同省によると、南部バージニア州の基地から離陸した米北方軍のF22戦闘機が、同サウスカロライナ州沖約10キロの領海上空でスパイ気球を撃ち落とした。空対空ミサイル「サイドワインダー」が使用された。
スパイ気球は1月28日、米アラスカ沖のアリューシャン列島近くから米国領空に侵入した。高度約1万8000メートルを飛行し、バス3台ほどの大きさで、操縦可能な状態だったとみられる。アラスカ州上空からカナダの空域に侵入後、31日以降は米西部アイダホ州から米国上空に再侵入し、東へ飛行した。
その間、米軍の大陸間弾道ミサイル(ICBM)発射施設がある西部モンタナ州上空も通過した。国防総省高官は「明らかに、機密性の高い米軍施設上空を飛んでいた」といい、「偵察用」と断定した。
一方、中国側は気球撃墜に逆ギレした。
中国外務省は5日、「強烈な不満と抗議」「国際的な慣例に深刻に違反している」などと反発した。
米本土上空での気球の飛行が発覚すると、中国外務省は「民間の気象研究用飛行船」と説明し、偏西風の影響で予定の飛行コースから不可抗力で大きく外れたと主張していた。
「民間」と説明していたはずだが、撃墜されると中国国防省が5日、「明らかに過度の反応だ」「必要な手段を使って類似の状況を処理する権利を留保する」などと反発する報道官談話を発表した。
まさに、「衣の下から鎧(よろい)が見える」というしかない。
ロイド・オースティン米国防長官は「米本土の戦略的拠点を監視する目的で中国が使用していた」と突き放した。米軍はスパイ気球の残骸を回収して、分析を試みる方針だ。
今回の事態をどう見るか。
中国事情に精通する評論家の石平氏は「米中関係が一挙に緊張して破綻しかねない。関係改善を狙っていた習国家主席には誤算で、最悪の事態だ」と分析し、続けた。
「気球が中国のものと認めざるを得なかったうえ、数日間、姿をさらされ最後は撃墜された。日常的な『スパイ行為』があらわになり、メンツが潰された。中国の声明は最も弱い表現で弱腰だ。対国内的に強がってみせても、対外的には、なかったことにしたいのだろう」
スパイ気球が確認された後、米国とカナダが共同運用する「北米航空宇宙防衛司令部」(NORAD)が厳戒態勢で監視した。

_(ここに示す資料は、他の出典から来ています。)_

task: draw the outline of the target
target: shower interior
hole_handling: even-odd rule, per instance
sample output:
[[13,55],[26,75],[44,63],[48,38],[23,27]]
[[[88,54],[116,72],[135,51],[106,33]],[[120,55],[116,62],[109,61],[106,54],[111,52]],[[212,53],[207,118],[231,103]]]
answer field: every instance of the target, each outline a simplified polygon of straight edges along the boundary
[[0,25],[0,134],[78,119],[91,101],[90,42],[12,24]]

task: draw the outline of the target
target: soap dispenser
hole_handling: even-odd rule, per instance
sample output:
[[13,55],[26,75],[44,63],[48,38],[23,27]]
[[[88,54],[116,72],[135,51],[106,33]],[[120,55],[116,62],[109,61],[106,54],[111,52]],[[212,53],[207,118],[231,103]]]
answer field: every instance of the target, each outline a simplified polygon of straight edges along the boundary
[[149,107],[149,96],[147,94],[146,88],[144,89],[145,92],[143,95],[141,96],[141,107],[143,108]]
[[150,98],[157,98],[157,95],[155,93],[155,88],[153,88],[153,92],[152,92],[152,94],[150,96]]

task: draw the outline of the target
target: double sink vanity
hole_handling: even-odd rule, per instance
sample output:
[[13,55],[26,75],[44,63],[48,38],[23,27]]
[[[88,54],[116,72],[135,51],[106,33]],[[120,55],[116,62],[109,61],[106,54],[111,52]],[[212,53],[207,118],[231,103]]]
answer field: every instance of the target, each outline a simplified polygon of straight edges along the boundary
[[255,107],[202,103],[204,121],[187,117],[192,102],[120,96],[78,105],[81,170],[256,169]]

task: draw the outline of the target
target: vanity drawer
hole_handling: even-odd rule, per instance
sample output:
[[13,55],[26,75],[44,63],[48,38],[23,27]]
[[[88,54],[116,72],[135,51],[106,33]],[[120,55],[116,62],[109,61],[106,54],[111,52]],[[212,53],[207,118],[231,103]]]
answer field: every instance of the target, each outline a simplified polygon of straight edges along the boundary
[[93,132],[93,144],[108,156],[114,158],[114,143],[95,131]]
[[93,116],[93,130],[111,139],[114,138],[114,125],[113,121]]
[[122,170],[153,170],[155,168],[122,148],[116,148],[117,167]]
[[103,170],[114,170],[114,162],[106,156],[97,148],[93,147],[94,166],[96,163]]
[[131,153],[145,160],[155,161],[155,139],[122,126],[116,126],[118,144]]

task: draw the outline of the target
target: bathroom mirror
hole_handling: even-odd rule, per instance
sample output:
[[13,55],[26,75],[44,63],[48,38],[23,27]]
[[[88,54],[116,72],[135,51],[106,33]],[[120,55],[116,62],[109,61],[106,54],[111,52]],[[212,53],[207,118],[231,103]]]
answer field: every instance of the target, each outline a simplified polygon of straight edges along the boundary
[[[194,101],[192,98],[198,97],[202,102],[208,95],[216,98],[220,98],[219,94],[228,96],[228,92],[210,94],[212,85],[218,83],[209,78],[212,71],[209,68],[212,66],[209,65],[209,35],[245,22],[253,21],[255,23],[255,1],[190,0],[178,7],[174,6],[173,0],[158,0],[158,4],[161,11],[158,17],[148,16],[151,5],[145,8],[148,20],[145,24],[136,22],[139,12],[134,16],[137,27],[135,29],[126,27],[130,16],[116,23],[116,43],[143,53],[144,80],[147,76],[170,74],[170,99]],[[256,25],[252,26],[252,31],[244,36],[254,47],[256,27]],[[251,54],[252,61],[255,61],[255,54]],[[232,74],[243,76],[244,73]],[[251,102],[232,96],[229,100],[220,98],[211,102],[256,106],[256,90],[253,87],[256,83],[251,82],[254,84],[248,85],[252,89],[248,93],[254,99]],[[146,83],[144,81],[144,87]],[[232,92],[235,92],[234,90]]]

アントニー・ブリンケン米国務長官は予定していた訪中を延期した。3日、中国外交トップの王毅共産党政治局員と電話会談して、「明白な主権侵害と国際法違反」と批判した。その後の記者会見でも、「われわれの領空から偵察気球を撤去する」と言明していた。バイデン政権として、有言実行した。
石平氏は「米中関係の決定的な転換点になり得る。米国民は『中国の明確な危険性』を目撃した。米本土上空の飛行は異常事態だ。習氏は気球に乗せ、『覇権主義』と『悪事』を米国に〝宣伝〟した。中国は対米関係改善をあきらめ、強硬姿勢を加速する可能性がある。ロシアとの最接近もあり得る」と語る。
米軍が「世界最強」といわれるF22戦闘機を出撃させた理由は何か。同機は「超音速巡航能力」「短距離離着陸能力」「高いステルス能力」を持ち、「ラプター(猛禽類)」の愛称を持つ。
軍事ジャーナリストの黒井文太郎氏は「米軍で最も高性能で、機動力がある主力戦闘機だ。高度の飛行能力にもたけ、上空2万メートル程度を飛ぶ気球に対応するには最適だったのだろう。気球に搭載した機材を可能な限り、無傷で解析するため、気球本体に命中しなくても近くで起爆する『近接信管』を用いたとみられる。撃墜に用いた『サイドワインダー』は、赤外線を用い標的を捕捉する。間違いなく、一発で撃ち落とすことができる方法だった」と解説した。